A collaboration between researchers in the robotics, biomechanics, and biology departments of the university, the biohybrid robot is made up of tissues from a sea slug combined with flexible 3D-printed components.
“A biohybrid robot is a synthetic device powered by muscle tissue or cells,” Victoria Webster, a Ph.D. student who is leading the research, tells Digital Trends. “The contraction of the muscle causes the device to move around. Previously, such devices have used cells from mammals or birds, which require very specific environments to function. The sea slug, on the other hand, is very robust. It lives in the intertidal region in the ocean and experiences huge temperature and salinity changes. As a result, its cells are also very robust.”

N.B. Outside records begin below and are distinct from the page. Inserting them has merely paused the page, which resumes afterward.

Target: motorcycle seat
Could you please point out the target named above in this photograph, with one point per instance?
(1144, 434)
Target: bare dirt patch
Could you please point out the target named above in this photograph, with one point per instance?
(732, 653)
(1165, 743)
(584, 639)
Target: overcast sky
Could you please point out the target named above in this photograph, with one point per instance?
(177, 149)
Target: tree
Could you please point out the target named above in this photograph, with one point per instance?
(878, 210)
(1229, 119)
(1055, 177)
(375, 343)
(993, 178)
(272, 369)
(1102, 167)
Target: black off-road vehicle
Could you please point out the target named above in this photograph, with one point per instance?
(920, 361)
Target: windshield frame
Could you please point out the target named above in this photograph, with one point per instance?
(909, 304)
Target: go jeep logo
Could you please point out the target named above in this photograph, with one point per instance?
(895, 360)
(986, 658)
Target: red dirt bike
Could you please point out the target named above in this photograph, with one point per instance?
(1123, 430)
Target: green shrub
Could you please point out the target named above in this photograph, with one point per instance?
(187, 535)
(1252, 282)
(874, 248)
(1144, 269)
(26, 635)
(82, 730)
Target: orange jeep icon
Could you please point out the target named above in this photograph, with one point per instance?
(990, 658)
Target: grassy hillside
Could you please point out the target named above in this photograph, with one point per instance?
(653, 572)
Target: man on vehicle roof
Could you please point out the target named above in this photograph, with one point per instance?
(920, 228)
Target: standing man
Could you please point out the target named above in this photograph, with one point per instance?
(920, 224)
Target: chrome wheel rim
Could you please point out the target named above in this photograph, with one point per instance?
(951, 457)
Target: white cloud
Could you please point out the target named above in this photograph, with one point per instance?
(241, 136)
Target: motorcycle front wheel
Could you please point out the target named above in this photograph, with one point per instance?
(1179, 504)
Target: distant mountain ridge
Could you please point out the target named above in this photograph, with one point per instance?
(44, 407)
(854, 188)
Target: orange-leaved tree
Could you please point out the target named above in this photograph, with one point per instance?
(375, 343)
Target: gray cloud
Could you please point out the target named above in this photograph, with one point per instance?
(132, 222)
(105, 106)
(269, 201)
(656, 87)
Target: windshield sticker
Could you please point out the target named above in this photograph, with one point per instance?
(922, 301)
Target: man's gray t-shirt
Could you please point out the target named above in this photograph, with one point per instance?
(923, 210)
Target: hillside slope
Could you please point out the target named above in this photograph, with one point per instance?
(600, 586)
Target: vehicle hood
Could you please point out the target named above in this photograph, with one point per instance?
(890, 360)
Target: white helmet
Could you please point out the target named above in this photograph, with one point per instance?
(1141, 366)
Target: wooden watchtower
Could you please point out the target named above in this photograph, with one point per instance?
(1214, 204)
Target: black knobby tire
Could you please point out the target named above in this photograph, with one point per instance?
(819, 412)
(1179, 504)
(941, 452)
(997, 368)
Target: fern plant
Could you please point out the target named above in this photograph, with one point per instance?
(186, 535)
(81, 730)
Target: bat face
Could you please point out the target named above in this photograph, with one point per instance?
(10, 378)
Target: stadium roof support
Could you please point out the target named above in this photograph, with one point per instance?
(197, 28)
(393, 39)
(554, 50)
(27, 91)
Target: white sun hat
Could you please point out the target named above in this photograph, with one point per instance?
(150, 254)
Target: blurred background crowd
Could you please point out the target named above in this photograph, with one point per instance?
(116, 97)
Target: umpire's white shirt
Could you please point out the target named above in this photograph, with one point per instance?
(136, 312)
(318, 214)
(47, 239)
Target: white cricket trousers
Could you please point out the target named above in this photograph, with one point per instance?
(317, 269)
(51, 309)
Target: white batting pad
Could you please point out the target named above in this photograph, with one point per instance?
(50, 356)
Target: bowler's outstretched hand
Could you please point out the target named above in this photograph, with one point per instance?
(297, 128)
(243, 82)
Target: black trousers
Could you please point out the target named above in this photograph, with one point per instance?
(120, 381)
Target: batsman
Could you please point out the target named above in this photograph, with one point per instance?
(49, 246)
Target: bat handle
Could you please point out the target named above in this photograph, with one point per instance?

Case’s biohybrid robot is capable of functioning in both fresh water and seawater, and at a wide range of temperatures. Currently, the robot is controlled by an external electrical field, although future versions may be upgraded to include ganglia, bundles of neurons and nerves, as an organic controller. Collagen from the slug’s skin will also be tested as an organic “scaffold” in later versions of the robot.
“Our long-term goal is to develop completely biocompatible robots for environmental sensing and monitoring,” Webster said. “The idea would be to release swarms of these devices in either fresh or salt water environments for continually monitoring for toxins or leaks. If the robots break down, they would just degrade or be eaten and are completely environmentally friendly, whereas traditional robots would be a source of pollution.”
While early tests with the robot showed it to be capable of moving at only around 0.4 centimeters per minute, the technology certainly has some exciting implications — particularly if you were able to unleash a whole swarm of the machine-creatures.